O nome dela era Débora, “@debora.oncinha”,
era o que lia-se em seu endereço virtual. E ela, a felina, não via mais nada ao
seu redor. Parecia um fantoche sendo manipulado pelo aparelho celular.
A moça esforçava-se em
chamar atenção de alguém, talvez do próprio namorado, talvez de todo o seu
mundo virtual, talvez de alguma inimiga íntima, ou talvez, fazer-se existir
naquele universo que tanto a encantava. O fato é que ela trocava as fotos em
seus perfis, escrevia (muito mal) e apagava os seus “status”, nada a
satisfazia. P.S. Muito menos a “selfie” desfocada, tirada agora a pouco, dentro
do ônibus.
Haveria de encontrar algo
impactante. Começou a olhar os perfis dos seus contatos e lembrou-se que era
dia 12. O dia 12 de junho não é um dia comum para ser desperdiçado com qualquer
“selfie”. É o dia de ostentar em seu mundo paralelo aquela foto perfeita e provocativa
que provaria a quem duvidasse sobre os êxitos do seu feliz e venturoso amor.
A moça empertigou-se
novamente na cadeira e sorriu um sorriso insosso. Revirou os arquivos em seu
aparelho, procurando uma foto recente do casal. Não havia. Enfim, encontrou uma
antiga, ajeitadinha, que serviria ao objetivo. Novamente a saga do texto. Escreveu
e apagou a sua declaração de amor pelo menos umas cinco vezes. Que luta! Por fim,
Débora aprovou sua redação final – eu não aprovaria – e entre os tropeços de concordância
e gerundismos colossais, lá se foi a postagem do dia dos namorados.
Uma foto ensaiada,
encardida, um texto mal escrito e o toque final: a marcação! A marcação de uma
pessoa numa foto em rede social é a garantia da plateia. Bingo! A moça ensaiou
novamente o mesmo sorriso, agora com um dos cantinhos dos lábios levemente
suspenso, num ar de pretensa vitória.
Nesse ponto lembrei-me de
minha mãe e de todas as histórias que ela me contava da sua juventude, dos
namoradinhos da época e de todas as cartas trocadas, da espera ansiosa pelo
carteiro, das frases sorvidas, degustadas linha por linha, cartas lidas, relidas
e guardadas em caixinhas delicadas, como se fossem o maior e mais caro tesouro...

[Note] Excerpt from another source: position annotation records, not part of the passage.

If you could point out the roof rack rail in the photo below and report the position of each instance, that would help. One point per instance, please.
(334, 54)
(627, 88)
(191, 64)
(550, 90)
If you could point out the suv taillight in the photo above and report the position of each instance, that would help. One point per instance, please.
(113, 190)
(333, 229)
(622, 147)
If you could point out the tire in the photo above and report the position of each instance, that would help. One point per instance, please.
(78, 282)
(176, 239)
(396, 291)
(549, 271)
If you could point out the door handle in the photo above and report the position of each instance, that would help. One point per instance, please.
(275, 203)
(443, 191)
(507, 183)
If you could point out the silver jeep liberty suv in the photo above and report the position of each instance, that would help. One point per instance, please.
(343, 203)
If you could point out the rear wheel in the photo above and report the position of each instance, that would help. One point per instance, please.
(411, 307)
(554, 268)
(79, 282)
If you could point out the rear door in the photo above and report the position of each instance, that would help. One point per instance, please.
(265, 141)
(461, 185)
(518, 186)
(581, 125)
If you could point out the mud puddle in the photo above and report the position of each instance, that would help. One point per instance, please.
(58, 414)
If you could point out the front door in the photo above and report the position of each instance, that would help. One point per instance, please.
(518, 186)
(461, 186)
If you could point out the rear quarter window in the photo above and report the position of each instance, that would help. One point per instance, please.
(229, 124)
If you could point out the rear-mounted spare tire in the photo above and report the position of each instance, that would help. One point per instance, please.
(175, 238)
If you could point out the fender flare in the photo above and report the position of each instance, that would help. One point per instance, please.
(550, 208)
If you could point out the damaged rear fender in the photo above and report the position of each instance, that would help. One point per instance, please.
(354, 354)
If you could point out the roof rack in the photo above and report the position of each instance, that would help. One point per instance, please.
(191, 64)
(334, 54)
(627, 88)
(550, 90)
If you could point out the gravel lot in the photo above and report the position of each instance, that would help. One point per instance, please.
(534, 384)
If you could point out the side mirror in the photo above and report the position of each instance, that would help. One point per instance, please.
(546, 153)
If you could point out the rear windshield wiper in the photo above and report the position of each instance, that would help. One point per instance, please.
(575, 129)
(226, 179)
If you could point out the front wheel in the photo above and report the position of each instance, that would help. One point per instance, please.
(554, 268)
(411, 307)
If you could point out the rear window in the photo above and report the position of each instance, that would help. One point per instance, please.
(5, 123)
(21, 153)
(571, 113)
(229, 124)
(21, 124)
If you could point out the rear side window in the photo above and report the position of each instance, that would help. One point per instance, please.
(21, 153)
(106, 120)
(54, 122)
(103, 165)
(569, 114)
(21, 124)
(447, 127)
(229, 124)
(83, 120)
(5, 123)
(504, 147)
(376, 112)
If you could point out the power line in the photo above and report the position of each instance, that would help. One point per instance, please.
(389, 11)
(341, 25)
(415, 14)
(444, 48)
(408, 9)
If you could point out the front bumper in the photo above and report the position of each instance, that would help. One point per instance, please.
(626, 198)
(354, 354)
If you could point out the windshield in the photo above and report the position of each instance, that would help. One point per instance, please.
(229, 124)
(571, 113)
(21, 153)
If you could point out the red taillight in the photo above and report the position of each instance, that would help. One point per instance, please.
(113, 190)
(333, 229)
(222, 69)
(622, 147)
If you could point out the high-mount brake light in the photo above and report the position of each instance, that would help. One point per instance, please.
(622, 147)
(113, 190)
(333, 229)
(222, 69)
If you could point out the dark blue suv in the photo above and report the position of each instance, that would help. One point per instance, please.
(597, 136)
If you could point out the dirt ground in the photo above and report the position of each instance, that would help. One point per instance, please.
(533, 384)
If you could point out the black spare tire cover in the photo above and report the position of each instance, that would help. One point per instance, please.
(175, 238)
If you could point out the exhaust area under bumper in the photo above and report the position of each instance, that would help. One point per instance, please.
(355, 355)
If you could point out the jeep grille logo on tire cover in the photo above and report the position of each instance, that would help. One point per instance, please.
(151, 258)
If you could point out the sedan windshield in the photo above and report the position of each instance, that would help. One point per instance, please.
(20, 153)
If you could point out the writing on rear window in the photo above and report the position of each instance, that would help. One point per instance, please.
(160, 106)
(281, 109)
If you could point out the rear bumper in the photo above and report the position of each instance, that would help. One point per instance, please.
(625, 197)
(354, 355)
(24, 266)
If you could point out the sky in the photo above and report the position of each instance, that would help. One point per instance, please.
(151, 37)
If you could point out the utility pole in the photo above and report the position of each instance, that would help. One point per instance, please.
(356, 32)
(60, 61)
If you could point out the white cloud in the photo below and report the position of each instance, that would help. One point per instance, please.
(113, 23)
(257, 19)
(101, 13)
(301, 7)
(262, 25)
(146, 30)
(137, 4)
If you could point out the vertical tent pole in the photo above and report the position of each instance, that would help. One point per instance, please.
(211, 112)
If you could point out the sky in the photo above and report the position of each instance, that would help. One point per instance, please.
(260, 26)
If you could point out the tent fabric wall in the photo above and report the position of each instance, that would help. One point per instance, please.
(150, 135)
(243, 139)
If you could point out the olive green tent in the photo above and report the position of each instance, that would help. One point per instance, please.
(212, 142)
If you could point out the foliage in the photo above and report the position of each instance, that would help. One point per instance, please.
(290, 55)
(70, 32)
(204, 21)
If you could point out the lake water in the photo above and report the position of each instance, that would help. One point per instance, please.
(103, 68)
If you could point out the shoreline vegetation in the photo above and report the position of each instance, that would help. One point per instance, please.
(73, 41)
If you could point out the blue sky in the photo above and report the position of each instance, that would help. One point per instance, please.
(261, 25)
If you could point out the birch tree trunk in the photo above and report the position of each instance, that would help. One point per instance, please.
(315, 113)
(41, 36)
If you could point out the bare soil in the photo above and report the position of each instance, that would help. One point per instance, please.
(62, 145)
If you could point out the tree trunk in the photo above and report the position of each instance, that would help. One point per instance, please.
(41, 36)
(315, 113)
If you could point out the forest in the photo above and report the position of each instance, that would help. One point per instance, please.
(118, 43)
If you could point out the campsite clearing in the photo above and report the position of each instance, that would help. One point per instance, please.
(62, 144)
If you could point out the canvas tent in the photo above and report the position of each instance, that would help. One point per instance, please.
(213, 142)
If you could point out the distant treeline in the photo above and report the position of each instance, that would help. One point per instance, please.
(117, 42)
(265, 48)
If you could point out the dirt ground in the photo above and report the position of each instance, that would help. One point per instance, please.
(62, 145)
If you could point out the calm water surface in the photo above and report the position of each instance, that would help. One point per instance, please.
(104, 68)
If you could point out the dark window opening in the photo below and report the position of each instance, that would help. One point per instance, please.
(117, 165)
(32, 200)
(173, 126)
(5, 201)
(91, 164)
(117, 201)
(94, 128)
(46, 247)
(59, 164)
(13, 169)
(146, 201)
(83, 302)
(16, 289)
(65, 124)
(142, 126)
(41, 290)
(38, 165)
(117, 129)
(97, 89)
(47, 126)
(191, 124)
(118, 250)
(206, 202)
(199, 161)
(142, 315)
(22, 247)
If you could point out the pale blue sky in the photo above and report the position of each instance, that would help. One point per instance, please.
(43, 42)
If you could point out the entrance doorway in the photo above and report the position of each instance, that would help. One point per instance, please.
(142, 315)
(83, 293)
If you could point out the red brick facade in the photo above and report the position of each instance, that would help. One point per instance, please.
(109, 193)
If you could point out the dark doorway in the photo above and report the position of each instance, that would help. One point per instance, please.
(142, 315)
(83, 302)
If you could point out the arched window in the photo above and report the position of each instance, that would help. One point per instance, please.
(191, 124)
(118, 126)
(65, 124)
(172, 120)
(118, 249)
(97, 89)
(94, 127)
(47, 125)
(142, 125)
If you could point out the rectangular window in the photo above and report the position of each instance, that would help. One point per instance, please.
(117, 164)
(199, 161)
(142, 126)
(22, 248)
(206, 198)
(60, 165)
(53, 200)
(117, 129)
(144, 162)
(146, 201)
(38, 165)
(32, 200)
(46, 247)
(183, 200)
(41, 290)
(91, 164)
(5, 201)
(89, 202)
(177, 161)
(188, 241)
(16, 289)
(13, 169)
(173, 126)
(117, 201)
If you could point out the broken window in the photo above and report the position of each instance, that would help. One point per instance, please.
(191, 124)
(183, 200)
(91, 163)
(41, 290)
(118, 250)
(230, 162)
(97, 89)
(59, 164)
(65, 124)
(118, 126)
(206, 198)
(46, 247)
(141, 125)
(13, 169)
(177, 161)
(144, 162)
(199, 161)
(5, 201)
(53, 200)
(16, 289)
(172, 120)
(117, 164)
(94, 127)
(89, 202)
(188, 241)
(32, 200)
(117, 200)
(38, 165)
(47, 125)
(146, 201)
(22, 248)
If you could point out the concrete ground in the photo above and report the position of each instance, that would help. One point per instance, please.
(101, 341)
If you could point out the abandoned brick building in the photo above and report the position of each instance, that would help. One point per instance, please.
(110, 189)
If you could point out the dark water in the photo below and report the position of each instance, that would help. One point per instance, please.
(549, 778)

Opostas às cartinhas de amor
da minha mãe, são as relações nas redes sociais. Ressalte-se a frivolidade como outro
traço interessante no mundo virtual.
O nome do rapaz no mundo
paralelo era “@rodrigo_diguinho”. Imediatamente ele visualizou o seu amoroso
cartão do dia 12. Curtiu com um “joinha”, como sempre fazia em qualquer foto,
imagem, postagem. E comentou. E, ao texto de umas quinze linhas e trabalhosa
elaboração mental que Débora escrevera orgulhosamente, ele respondeu com um
beijinho, uma flor e um coração. Foi só isso. Nenhuma declaração de amor.
E assim, a vida seguiu
feliz e normal em doze de junho de 2019.
Fabiana Gusmão Rocha, 14 de
junho de 2019.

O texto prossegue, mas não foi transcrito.